En déambulant dans l’espace du Centre Pompidou-Metz, les visiteurs sont ainsi invités à rassembler des indices et à imaginer ce qui a pu ou est sur le point de se passer. De cette manière, le public devient lui-même acteur, tel un détective, un invité indésirable ou un intrus. En complément des installations dans les galeries, des performances interviennent ponctuellement le week-end, et il y en aura par exemple au mois d’octobre. Avec le pathos et l’humour subversif qui caractérisent les artistes, « Bonne Chance » présente un monde à la fois familier et inquiétant, où l’ordinaire est réinventé pour devenir extraordinaire. Dès le début de l’exposition, Elmgreen & Dragset bouleversent nos repères spatio-temporels dans une expérience des plus déroutantes.
Les artistes considèrent que chaque espace, comme chez « Dr Jekyll et Mr Hyde », possède un alter ego caché qu’ils espèrent révéler par une modification ou un déplacement. The One & the Many est un immeuble de logements sociaux est-allemand, un « plattenbau », comme on en trouve beaucoup à Berlin. Les visiteurs ne peuvent voir les appartements que de l’extérieur, toutes les fenêtres étant couvertes par des stores ou des rideaux. S’ils essaient de sonner à la porte, personne ne viendra leur ouvrir. Dans la Grande Nef, la frontière entre fictif et réel s’estompe d’avantage. Ici, Elmgreen & Dragset disposent les éléments comme dans un jeu vidéo où le joueur doit naviguer dans un espace labyrinthique, sans jamais savoir ce que réserve le tour suivant. L’exposition est constellée de scènes de la vie quotidienne, avec notamment une salle de théâtre, des toilettes publiques, un laboratoire, une salle de conférence, une morgue, une salle de surveillance et un bureau déserté.

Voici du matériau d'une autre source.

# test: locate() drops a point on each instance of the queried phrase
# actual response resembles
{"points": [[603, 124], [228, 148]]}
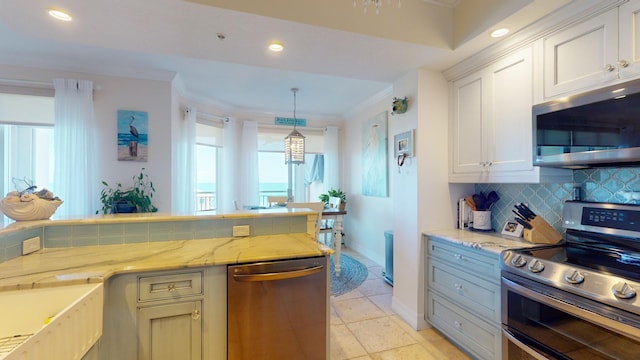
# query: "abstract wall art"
{"points": [[374, 156]]}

Comme dans un rêve (ou un cauchemar ?), des situations ordinaires suivent une logique incohérente où les règles n’ont plus cours. Dans une familiarité presque troublante, ces situations engendrent un sentiment d’inconfort et de malaise. L’étrangeté s’intensifie au fur et à mesure que le spectateur rencontre des personnages loufoques, tels un jeune homme endormi sur la table de la salle de conférence, vêtu d’un costume de lapin, ou un funambule qui a glissé et s’accroche à son fil d’une seule main.
Comme l’écrit Judicaël Lavrador, « Elmgreen & Dragset attisent désir et frustration qu’incarne, solitaire, assis au bord du vide, ce mannequin d’un adolescent, capuche sur le crâne, mélancolique, qui, songe-t-on, pourrait aussi bien être prêt à sauter ». Spectateurs comme personnages en silicone se retrouvent dans des situations kafkaïennes, avec toujours l’impossibilité d’avoir la main, de franchir les limites imposées. Or, les artistes insistent sur le fait que « ces structures, contrairement à celles d’un jeu vidéo, peuvent toujours changer ou être interchangées. Dans une société, tant que nous acceptons les structures qui soutiennent le pouvoir, le pouvoir reste tel qu’il est ».